Of course, it wasn't really about applying make-up and tonging our hair. It was about being together, gossiping and sharing confidences and amidst clouds of loose powder and Elnett hairspray. There's something particularly intimate about the process of transformation; few people see us 'half done', after all. I always love those old black and white photos of Hollywood stars captured in deep concentration in their dressing rooms.

Our dressing rooms were our teenage bedrooms, plastered with Paul Weller posters and heady with Lulu perfume. My friend Karen's duvet cover was made from the same fabric as her curtains, which struck me as particularly chic. No boys were around as we caked on Rimmel foundation, although we'd discuss them in forensic detail, of course. When my children were younger I often found we'd have our most relaxed and revealing conversations when I was driving them somewhere. There's something about being engaged in another activity - crawling through traffic, applying mascara - that's conducive to easy and honest discussions.

Do I miss getting ready? Not especially, as it belongs to a time and a place that's long gone.

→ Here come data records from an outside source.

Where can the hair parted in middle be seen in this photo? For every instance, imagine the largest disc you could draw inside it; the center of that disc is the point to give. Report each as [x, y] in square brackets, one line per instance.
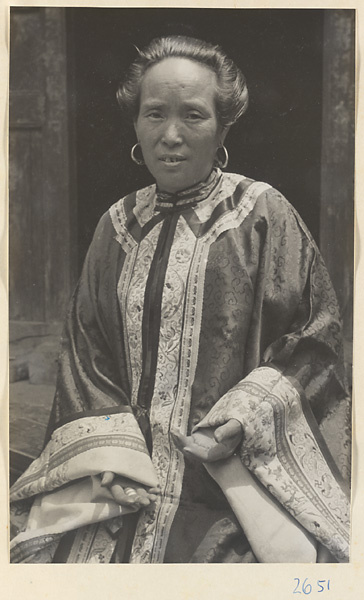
[231, 93]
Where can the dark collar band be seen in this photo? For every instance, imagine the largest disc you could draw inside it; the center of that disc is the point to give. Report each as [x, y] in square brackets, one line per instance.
[188, 198]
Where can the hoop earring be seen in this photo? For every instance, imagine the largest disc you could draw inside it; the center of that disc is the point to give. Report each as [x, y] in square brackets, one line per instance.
[224, 162]
[138, 161]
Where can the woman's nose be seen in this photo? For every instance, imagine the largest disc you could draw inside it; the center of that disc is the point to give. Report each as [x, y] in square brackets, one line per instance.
[172, 133]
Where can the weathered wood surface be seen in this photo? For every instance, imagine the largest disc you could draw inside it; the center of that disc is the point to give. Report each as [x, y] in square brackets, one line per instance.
[337, 173]
[40, 212]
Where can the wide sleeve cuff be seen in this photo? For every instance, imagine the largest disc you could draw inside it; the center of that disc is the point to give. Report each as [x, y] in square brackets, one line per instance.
[88, 446]
[283, 447]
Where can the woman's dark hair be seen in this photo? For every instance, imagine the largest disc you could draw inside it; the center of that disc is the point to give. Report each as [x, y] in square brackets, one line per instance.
[231, 93]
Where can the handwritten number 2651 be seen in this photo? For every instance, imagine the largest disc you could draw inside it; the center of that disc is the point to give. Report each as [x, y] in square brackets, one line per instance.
[306, 588]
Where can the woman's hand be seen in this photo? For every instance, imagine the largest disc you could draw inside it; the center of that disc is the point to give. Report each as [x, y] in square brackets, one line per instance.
[128, 492]
[208, 445]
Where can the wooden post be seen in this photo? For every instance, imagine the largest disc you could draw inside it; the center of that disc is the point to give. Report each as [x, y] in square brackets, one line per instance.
[337, 174]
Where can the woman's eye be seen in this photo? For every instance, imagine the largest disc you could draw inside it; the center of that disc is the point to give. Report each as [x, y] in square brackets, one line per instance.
[194, 116]
[155, 115]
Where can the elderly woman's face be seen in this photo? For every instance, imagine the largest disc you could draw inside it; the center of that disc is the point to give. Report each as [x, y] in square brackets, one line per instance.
[177, 124]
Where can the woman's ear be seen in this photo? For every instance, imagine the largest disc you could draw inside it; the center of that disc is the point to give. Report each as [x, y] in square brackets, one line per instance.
[223, 133]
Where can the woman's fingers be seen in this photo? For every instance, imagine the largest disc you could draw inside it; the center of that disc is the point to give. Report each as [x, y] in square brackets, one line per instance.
[232, 429]
[125, 496]
[128, 493]
[107, 478]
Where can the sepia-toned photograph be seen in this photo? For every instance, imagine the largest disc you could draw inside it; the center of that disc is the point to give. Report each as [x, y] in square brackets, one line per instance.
[181, 264]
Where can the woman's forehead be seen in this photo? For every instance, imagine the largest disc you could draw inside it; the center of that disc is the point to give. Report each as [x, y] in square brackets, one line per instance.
[180, 75]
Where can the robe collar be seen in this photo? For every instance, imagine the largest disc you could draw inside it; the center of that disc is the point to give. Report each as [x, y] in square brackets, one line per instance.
[190, 197]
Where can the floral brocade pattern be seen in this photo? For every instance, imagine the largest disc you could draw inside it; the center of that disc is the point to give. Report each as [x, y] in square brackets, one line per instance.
[153, 525]
[51, 469]
[280, 448]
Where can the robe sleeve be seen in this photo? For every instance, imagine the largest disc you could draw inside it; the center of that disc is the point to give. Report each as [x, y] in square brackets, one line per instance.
[92, 427]
[285, 403]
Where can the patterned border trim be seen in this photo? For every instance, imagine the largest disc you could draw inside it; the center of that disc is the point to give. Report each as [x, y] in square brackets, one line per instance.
[118, 218]
[189, 352]
[122, 290]
[75, 438]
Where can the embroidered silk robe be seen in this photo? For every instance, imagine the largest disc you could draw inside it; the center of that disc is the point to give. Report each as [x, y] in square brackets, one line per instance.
[189, 315]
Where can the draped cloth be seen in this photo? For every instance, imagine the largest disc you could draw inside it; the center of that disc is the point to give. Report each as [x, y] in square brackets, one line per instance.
[188, 313]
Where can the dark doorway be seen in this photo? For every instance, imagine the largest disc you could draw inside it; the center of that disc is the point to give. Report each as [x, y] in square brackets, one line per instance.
[279, 138]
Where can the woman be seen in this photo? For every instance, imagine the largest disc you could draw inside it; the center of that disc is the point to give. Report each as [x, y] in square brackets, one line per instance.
[203, 339]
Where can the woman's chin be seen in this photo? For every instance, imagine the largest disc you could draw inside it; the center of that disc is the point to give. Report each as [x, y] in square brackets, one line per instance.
[177, 182]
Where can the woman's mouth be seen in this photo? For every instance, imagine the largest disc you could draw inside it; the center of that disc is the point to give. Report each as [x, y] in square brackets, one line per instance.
[172, 160]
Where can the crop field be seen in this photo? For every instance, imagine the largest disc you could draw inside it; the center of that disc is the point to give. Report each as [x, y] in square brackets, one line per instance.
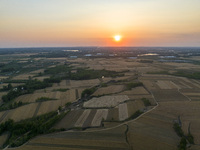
[133, 106]
[82, 118]
[84, 83]
[137, 93]
[106, 140]
[168, 95]
[100, 115]
[1, 94]
[109, 90]
[123, 111]
[166, 84]
[20, 113]
[48, 106]
[105, 101]
[69, 120]
[22, 77]
[104, 120]
[3, 138]
[3, 77]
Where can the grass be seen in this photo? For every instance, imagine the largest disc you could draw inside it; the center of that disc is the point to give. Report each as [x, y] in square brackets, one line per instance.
[42, 99]
[60, 90]
[131, 85]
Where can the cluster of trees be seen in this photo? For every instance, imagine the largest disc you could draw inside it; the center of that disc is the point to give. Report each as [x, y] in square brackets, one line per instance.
[184, 138]
[29, 87]
[21, 132]
[6, 88]
[61, 89]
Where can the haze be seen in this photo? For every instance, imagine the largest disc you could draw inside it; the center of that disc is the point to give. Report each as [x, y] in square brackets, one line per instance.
[38, 23]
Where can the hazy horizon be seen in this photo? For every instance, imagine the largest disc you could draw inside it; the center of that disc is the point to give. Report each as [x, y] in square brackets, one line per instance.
[152, 23]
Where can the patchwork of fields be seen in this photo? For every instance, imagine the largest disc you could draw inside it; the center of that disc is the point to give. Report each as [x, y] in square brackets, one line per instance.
[103, 121]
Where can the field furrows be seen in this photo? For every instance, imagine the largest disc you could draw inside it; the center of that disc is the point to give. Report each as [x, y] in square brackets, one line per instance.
[123, 112]
[37, 109]
[89, 119]
[82, 118]
[168, 95]
[105, 101]
[69, 120]
[113, 114]
[133, 106]
[100, 115]
[3, 115]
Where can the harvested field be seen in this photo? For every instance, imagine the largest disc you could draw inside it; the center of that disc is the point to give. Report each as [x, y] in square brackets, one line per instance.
[133, 106]
[1, 94]
[68, 96]
[104, 140]
[22, 77]
[28, 98]
[99, 116]
[138, 91]
[82, 118]
[168, 95]
[166, 84]
[3, 77]
[123, 112]
[69, 120]
[3, 138]
[113, 114]
[48, 106]
[41, 78]
[84, 83]
[88, 121]
[20, 113]
[109, 90]
[105, 101]
[37, 71]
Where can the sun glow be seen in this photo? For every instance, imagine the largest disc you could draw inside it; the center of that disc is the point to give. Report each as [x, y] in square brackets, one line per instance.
[117, 38]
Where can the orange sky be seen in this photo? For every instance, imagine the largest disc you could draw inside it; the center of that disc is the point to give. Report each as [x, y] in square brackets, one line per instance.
[94, 23]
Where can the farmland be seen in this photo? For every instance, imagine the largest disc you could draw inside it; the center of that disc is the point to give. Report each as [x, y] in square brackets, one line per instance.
[108, 101]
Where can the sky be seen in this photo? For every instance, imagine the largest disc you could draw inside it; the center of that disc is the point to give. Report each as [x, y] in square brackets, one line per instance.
[60, 23]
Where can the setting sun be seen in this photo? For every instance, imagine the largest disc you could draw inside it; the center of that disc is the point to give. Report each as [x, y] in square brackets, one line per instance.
[117, 38]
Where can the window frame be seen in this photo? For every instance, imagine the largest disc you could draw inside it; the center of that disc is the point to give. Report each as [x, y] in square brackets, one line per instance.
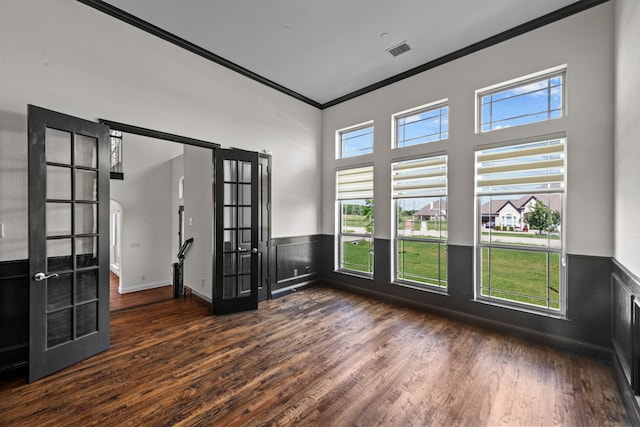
[340, 153]
[360, 195]
[432, 106]
[548, 74]
[440, 241]
[548, 249]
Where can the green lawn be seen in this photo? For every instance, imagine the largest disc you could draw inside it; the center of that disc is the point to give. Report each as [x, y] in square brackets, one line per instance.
[422, 262]
[520, 275]
[511, 274]
[358, 256]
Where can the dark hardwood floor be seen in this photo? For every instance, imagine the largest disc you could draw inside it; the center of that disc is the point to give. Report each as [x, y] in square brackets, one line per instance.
[135, 299]
[314, 357]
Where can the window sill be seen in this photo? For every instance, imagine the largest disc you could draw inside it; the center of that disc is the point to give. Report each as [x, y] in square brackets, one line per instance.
[521, 308]
[368, 276]
[426, 288]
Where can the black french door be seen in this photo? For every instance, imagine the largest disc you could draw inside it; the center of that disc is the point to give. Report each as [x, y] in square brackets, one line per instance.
[68, 240]
[236, 281]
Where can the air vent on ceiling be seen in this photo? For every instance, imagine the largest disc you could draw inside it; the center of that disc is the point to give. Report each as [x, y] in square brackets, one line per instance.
[399, 49]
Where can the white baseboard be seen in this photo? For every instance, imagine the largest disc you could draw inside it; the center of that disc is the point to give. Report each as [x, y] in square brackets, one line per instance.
[114, 270]
[143, 287]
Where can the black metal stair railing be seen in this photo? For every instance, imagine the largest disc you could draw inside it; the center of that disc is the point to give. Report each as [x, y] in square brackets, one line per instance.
[178, 269]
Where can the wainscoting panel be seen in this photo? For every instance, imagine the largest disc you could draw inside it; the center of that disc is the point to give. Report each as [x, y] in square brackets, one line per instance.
[625, 335]
[621, 332]
[14, 314]
[586, 327]
[296, 262]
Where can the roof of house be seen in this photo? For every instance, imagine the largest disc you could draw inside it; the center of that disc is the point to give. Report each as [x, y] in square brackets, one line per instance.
[439, 207]
[494, 207]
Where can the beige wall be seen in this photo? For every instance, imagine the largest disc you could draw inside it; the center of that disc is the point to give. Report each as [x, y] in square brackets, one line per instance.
[627, 134]
[65, 56]
[584, 43]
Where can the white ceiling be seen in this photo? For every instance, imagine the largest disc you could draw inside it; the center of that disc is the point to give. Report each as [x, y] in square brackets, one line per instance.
[325, 49]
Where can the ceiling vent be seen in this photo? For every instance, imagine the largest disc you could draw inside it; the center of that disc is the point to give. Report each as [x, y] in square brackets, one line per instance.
[399, 49]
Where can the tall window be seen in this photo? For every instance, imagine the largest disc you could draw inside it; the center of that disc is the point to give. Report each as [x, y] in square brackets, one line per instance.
[355, 141]
[519, 194]
[420, 201]
[354, 197]
[525, 101]
[421, 125]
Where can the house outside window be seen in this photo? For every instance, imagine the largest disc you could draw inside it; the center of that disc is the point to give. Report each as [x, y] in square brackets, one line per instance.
[421, 215]
[520, 192]
[355, 215]
[355, 141]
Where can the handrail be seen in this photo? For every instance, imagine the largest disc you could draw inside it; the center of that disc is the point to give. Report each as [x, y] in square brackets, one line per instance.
[178, 276]
[185, 246]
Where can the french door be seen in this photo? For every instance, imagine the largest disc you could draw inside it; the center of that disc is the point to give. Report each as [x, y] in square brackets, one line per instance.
[236, 284]
[68, 240]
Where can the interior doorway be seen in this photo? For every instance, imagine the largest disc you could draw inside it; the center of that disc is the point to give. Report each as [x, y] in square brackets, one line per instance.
[190, 211]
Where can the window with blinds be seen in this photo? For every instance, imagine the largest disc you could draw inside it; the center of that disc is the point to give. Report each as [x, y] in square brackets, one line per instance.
[533, 167]
[420, 178]
[419, 191]
[354, 197]
[355, 183]
[520, 192]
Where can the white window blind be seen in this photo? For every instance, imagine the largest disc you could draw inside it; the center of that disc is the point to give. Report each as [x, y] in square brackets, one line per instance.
[532, 167]
[420, 178]
[354, 184]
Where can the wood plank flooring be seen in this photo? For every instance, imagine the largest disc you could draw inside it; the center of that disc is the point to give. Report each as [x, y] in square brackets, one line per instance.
[315, 357]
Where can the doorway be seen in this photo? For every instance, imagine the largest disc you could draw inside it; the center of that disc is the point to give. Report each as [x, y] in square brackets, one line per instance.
[149, 192]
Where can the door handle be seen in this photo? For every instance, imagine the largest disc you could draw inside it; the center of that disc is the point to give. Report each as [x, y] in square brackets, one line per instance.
[253, 250]
[39, 277]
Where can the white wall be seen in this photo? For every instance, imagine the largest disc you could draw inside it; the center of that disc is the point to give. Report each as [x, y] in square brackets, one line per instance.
[63, 55]
[146, 199]
[583, 42]
[198, 214]
[177, 171]
[627, 134]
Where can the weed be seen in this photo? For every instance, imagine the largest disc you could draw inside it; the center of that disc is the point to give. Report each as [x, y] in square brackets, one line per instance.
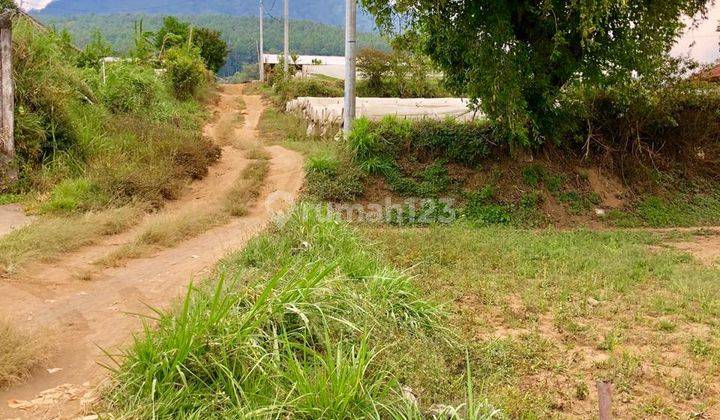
[74, 194]
[329, 178]
[289, 337]
[534, 174]
[323, 164]
[700, 348]
[247, 188]
[687, 387]
[610, 341]
[20, 352]
[666, 326]
[49, 237]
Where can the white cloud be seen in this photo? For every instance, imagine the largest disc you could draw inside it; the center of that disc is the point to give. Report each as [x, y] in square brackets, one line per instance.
[703, 42]
[33, 4]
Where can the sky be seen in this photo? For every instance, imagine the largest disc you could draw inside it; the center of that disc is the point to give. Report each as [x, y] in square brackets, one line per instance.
[701, 43]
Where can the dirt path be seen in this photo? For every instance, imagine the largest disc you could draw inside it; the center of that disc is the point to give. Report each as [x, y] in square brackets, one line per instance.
[82, 316]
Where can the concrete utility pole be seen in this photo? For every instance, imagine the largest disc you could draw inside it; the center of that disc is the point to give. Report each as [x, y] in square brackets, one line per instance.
[7, 98]
[350, 44]
[287, 36]
[261, 61]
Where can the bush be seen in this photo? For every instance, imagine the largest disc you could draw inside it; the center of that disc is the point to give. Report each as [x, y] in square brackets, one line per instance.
[129, 88]
[49, 94]
[387, 147]
[185, 71]
[640, 129]
[329, 178]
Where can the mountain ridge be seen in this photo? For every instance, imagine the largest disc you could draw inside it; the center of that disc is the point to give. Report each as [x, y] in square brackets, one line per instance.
[330, 12]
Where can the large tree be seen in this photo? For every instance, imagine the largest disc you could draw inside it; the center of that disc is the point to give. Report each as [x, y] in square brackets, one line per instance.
[174, 32]
[517, 56]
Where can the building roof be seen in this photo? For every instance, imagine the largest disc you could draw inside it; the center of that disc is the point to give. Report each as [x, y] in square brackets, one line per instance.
[306, 60]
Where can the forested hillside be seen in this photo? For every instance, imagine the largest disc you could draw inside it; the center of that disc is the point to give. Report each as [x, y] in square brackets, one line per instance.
[241, 34]
[323, 11]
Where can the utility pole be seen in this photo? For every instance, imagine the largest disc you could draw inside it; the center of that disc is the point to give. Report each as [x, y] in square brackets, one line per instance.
[350, 44]
[7, 99]
[287, 36]
[261, 61]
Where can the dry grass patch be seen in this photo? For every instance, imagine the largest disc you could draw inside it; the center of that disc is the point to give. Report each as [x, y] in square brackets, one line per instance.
[546, 314]
[168, 230]
[49, 237]
[165, 231]
[247, 188]
[20, 352]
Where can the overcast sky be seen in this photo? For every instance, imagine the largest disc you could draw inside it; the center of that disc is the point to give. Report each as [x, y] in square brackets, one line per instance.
[702, 43]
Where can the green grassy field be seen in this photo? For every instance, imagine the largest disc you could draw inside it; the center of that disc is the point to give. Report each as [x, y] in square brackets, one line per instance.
[319, 319]
[546, 314]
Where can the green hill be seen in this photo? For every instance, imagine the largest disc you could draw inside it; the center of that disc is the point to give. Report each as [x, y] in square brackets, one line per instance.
[241, 33]
[322, 11]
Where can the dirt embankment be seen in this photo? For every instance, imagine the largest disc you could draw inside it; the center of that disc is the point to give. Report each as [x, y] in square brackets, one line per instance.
[81, 317]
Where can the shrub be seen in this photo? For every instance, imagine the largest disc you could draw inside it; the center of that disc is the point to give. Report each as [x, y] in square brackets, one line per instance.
[129, 88]
[49, 92]
[386, 147]
[329, 178]
[185, 71]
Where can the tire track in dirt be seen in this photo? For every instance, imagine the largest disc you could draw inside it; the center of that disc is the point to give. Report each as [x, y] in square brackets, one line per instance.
[83, 316]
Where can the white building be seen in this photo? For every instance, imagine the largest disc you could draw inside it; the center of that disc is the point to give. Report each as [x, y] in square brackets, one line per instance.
[326, 65]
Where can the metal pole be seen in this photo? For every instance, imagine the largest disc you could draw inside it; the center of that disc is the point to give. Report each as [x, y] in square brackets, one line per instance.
[287, 36]
[7, 99]
[261, 61]
[350, 44]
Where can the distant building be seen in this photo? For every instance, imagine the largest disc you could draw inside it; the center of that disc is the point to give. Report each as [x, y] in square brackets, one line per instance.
[306, 65]
[711, 74]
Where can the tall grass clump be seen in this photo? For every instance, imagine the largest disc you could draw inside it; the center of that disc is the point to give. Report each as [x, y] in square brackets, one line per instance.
[299, 325]
[130, 87]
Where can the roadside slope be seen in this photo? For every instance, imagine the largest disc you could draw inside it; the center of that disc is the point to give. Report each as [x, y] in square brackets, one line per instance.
[84, 316]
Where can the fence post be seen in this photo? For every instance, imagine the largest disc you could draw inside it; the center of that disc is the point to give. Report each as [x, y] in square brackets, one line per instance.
[7, 99]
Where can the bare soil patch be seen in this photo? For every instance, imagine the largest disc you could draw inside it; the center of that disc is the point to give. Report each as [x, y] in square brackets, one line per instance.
[92, 315]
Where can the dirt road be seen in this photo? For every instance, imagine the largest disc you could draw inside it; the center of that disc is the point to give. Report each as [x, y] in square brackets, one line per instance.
[81, 316]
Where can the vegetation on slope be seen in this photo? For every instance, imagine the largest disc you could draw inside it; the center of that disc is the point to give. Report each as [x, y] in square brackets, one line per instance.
[94, 152]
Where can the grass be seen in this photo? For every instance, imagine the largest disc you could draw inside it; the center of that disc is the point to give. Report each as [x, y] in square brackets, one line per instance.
[168, 230]
[546, 314]
[246, 189]
[20, 352]
[306, 322]
[49, 237]
[164, 231]
[227, 124]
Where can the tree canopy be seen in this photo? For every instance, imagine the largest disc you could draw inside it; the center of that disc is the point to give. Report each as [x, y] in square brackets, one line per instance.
[517, 56]
[174, 32]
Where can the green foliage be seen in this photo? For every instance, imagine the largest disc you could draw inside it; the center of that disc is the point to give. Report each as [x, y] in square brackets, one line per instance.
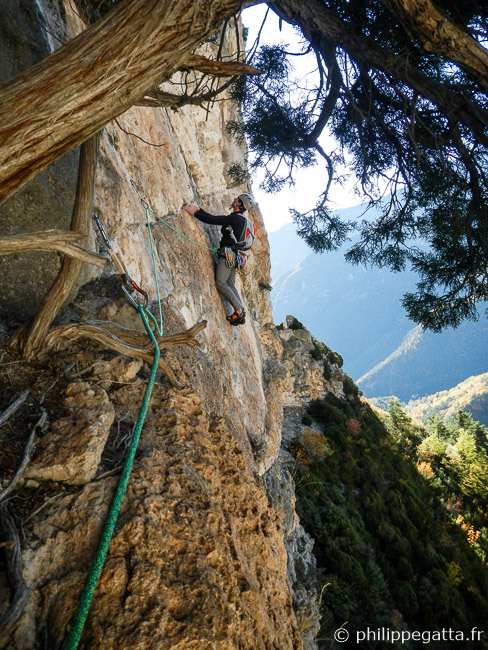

It would seem as crazy as filling empty Soda Stream bottles with illicit booze to slug on the way to a party, and I hardly ever pull that stunt these days. It belongs to an era of getting dressed in something low-key, then throwing a carrier bag containing the 'real' outfit out of my bedroom window (to be retrieved and changed into in a phone box en route to the disco).

Getting ready these days takes about 15 minutes, even for a really posh do. I can hardly believe I'd once have spent ten times as long dolling myself up for a ropey old disco in a community hall. But they didn't seem ropey back then. I vividly remember the clothes we wore, the songs we danced to, and the elaborate plots we came up with in order to start conversations with boys. I remember Karen and I hitching a lift - I'd keel over from a heart attack if my daughter did that - to a disco in a neighbouring town.

So many things could go wrong with a night out. The boy you liked could get off with someone else, causing you to seek solace in too much Pernod and black. There were frequently fights in the loos and distraught friends to take care of. Worse still, that willing parent might have ignored instructions to wait around the corner, and parked right outside the venue for all to see. Putting your face on at a friend's house never involved such horrors. The getting ready part could never disappoint.

These days I'm the chauffeur and am used to tuning out as I transport a bunch of excitable teenagers home. I know better than to quiz them about how their evening was - because all they're going to say is, 'Fine.' But maybe it was merely fine, and getting ready was still the best part of the night.

Essential ingredients for getting ready: 

- Best friend(s)
- Music
- Parents/siblings well out of the way, out of earshot
- Cotton wool pads to mop off make-up mistakes
- Clear nail polish to glue snags in tights
- Cheap perfume
- Concealer
- Lipgloss
- A zillion accessories
- Hair tongs (I thought these had died out at around the time of fax machines but it would appear not!)